O moderno paradigma educacional cirúrgico em nível de pós-graduação expresso pela Residência Médica fundamenta-se em uma combinação de treinamento baseado em competência suplementado com o acompanhamento de um significativo volume de casos. Embora isso muitas vezes envolva a definição de um número mínimo de procedimentos básicos a ser realizado durante a residência, nenhum programa internacional de treinamento cirúrgico determinou requisitos específicos para reparos videolaparoscópicos de hérnia inguinal. A identificação do volume de casos necessário para obter proficiência em cirurgia de hérnia inguinal minimamente invasiva facilita o desenvolvimento de programas estruturados de treinamento, garantindo que os serviços de residência sejam capazes de fornecer aos seus estagiários experiência em um número suficiente de cirurgias para serem aptos.
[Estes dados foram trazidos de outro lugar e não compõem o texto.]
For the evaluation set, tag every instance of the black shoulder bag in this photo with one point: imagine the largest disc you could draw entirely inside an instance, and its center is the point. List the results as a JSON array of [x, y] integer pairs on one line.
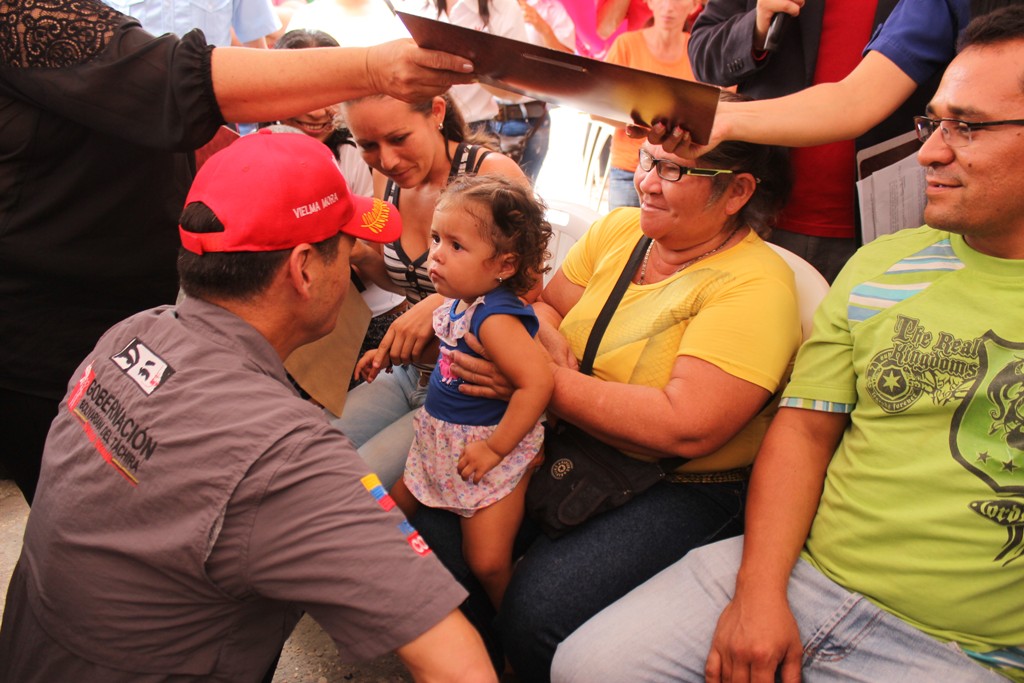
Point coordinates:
[[583, 476]]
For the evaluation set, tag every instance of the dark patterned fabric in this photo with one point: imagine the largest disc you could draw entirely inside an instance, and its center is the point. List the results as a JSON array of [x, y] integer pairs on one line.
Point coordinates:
[[51, 34]]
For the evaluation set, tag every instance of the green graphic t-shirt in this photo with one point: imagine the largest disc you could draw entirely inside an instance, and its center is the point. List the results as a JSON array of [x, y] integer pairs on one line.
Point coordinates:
[[922, 341]]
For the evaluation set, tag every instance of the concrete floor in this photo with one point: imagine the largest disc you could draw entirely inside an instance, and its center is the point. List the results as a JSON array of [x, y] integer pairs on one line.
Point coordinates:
[[309, 655]]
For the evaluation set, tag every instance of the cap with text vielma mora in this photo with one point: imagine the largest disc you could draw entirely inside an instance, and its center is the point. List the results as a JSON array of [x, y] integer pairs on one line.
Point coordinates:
[[273, 191]]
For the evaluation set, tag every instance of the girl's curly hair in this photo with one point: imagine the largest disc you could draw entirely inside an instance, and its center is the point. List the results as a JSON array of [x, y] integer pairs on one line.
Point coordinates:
[[516, 222]]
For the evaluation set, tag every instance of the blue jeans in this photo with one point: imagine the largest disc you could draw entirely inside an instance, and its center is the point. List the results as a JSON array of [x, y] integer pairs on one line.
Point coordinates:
[[663, 631], [622, 190], [537, 146], [378, 419], [558, 585]]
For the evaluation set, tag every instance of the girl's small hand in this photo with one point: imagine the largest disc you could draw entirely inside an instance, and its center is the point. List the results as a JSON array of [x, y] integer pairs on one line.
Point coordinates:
[[476, 461], [410, 335], [365, 368]]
A longa curva de aprendizado neste estudo destaca a necessidade de que a educação cirúrgica evolua em um momento de incorporação crescente de técnicas minimamente invasivas nas especialidades cirúrgicas. Desenvolver esse conjunto de habilidades é considerado desafiador devido à necessidade de conceituar a anatomia pré-peritoneal tridimensional através das lentes da imagem videolaparoscópica (bidimensional), enquanto disseca em um campo operatório limitado. A fim de otimizar as oportunidades clínicas e encurtar a curva de aprendizado, há uma importância crescente do treinamento baseado em simulação. As sessões de simulação permitem que os cirurgiões desenvolvam habilidades videolaparoscópicas em um ambiente seguro que pode ser integrado à prática cirúrgica diária. Os cirurgiões em treinamento que participam dessa forma de aprendizado relatam melhor adaptação pelas diferenças na percepção de profundidade e a alteração da sensação tátil da videolaparoscopia, além de incremento do desempenho expresso pela melhor destreza bimanual, manuseio de tecidos e habilidades psicomotoras. Dois ensaios clínicos randomizados com foco na hernioplastia inguinal por videolaparoscopia demonstraram que habilidades adquiridas com simulação são transferidas para a prática clínica, com redução dos tempos operatórios, taxas de complicações e tempo de internação pós-operatório.

Em conclusão, esta revisão sistemática demonstra que a curva de aprendizado para correção de hérnia inguinal por videolaparoscopia diminuiu ao longo do tempo, com pelo menos 30 casos atualmente necessários para alcançar a competência técnica. Os cirurgiões nesta curva de aprendizado podem demonstrar uma taxa mais alta de conversões para cirurgia aberta, complicações e recorrências pós-operatórias marginalmente mais altas do que aqueles que atingiram a proficiência. Os serviços de residência e os programas de treinamento cirúrgico devem considerar esses dados ao planejar a experiência cirúrgica de residentes e para garantir seu desenvolvimento seguro e eficiente durante a curva de aprendizado. O Instituto SIMUTEC oferece simulação em realidade virtual para hernioplastia inguinal vídeo-endoscópica - técnica transperitoneal, além de curso de extensão em hernioplastia minimamente invasivas da parede abdominal em parceria coma UNICETREX.

Referência

  1. Sivakumar J, Chen Q, Hii MW, Cullinan M, Choi J, Steven M, Crosthwaite G. Learning curve of laparoscopic inguinal hernia repair: systematic review, meta-analysis, and meta-regression. SurgEndosc. 2022 Nov 23.